Date d'ajout : mardi 24 octobre 2017
par Jean GOUILLARD
REVUE DE L'HISTOIRE DES RELIGIONS, 1981, 198
Cette revue annonçait dès 1946 la présence de deux inédits d'Origène parmi les papyrus mis au jour à Toura. J. Scherer nous a donné en 1960 L'Entretien d'Origène avec Héraclide. Les deux livres Sur la Pâque ont attendu vingt ans encore. Justifié par les difficultés de l'entreprise, ce retard est compensé, au-delà des espérances, par la qualité du résultat. Une analyse succincte ne donnera qu'une faible idée de la minutie en même temps que de la richesse d'une monographie à tous égards exemplaire.
Un premier volet est occupé par l'établissement du texte. L'étude paléographique et l'examen critique sont suivis d'une évaluation de la tradition indirecte, essentiellement les chaînes grecques et le commentaire de Procope de Gaza, précieuse pour amender ou restituer les leçons, en même temps qu'elle permet de remonter l'histoire et du texte et de la chaîne sur l'Octateuque.
Les auteurs situent ensuite l'œuvre dans le temps et dans le genre littéraire dont elle est tributaire. Incontestablement origénienne, composée autour de 245, elle se démarque des traités dérivés de Méliton, Apollinaire de Hiérapolis et Hippolyte par son interprétation du mot Pascha (« passage »), en opposition à l'hellénisation en « passion », avec toutes les conséquences qui en résultent pour l'intelligence d’Exode, 12. L'occasion du traité et sa division bipartite ont été fournies par l'ouvrage d'Hippolyte.
L'édition-traduction est précédée d'une analyse commentée, qui dégage l'originalité de l'exégèse par rapport aux devanciers : d'un côté, une lecture mystique de la Pâque-passage, de l'autre un déchiffrement apologétique de la passion du Christ dans la Pâque.

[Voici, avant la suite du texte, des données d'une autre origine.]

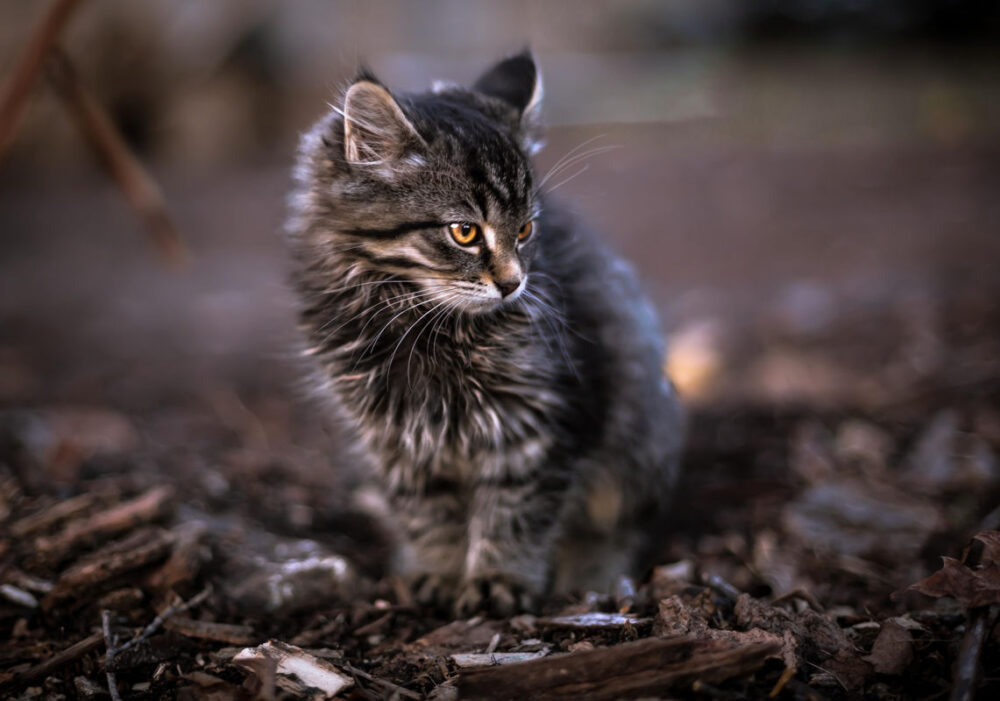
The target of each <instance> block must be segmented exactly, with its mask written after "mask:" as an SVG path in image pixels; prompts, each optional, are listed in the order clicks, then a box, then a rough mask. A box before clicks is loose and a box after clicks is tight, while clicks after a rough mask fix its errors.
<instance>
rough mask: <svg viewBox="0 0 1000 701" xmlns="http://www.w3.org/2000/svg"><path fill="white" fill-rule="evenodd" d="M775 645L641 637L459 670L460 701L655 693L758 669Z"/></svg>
mask: <svg viewBox="0 0 1000 701" xmlns="http://www.w3.org/2000/svg"><path fill="white" fill-rule="evenodd" d="M778 649H779V646H778V645H776V644H773V643H760V644H750V645H743V646H736V647H733V646H731V645H729V644H727V643H725V642H722V641H717V640H695V639H689V638H685V639H673V640H657V639H646V640H640V641H636V642H633V643H624V644H621V645H615V646H613V647H606V648H597V649H595V650H590V651H583V652H577V653H574V654H571V655H558V656H556V655H553V656H551V657H545V658H541V659H536V660H530V661H528V662H520V663H516V664H513V665H507V666H503V667H501V666H497V667H481V668H478V669H471V670H462V671H461V672H460V673H459V678H458V689H459V695H460V697H461V698H463V699H498V700H499V699H511V698H531V699H577V700H578V701H601V700H603V699H609V700H610V699H618V698H633V697H636V696H655V695H659V694H664V693H666V692H667V691H669V690H671V689H679V688H684V687H689V686H690V685H691V684H692V683H693V682H695V681H702V682H707V683H717V682H721V681H724V680H726V679H729V678H731V677H735V676H739V675H742V674H747V673H749V672H752V671H754V670H755V669H757V668H759V667H760V666H761V665H762V664H763V663H764V660H765V659H766V658H767V657H768V655H772V654H775V653H776V652H777V651H778Z"/></svg>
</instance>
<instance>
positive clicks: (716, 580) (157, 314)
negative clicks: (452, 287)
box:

L'édition elle-même est d'une constante rigueur, qu'il s'agisse de corrections ou de restitutions. La traduction se tire avec bonheur d'une expression souvent elliptique. On la prendra rarement en défaut. Toutefois, p. 13, 5-6, « que nous soyons semblables aux prêtres » ne convainc pas ; le verbe ainsi rendu suggère une action de complément ou d'appoint plutôt qu'un état ; un rapprochement avec Grégoire de Nazianze (or. 45, 14), chez qui l'idée paraît rendue par synergos, pourrait éclairer le passage.
Je suis d'ailleurs enclin à penser que Grégoire a connu le traité d'Origène, qu'il utilise librement et en rhéteur. La première partie du discours, également divisé en deux volets, présente nombre d'analogies avec Origène. Entre une quinzaine, je n'en retiendrai que deux : le déchaussement de Moïse (§ 19 de Grégoire) et la cuisson à l'eau opposée au rôtissement (§ 16 de Grégoire, qui pourrait aider à la restitution du fragment mutilé).
Au mérite de nous proposer un brillant exercice philologique, O. Guéraud et P. Nautin ajoutent celui d'éclairer une des versions spirituelles les plus élaborées du « mystère » pascal dans l'Antiquité chrétienne, et de documenter telle position d'Origène comme la préexistence des âmes et leur chute dans l'ignorance.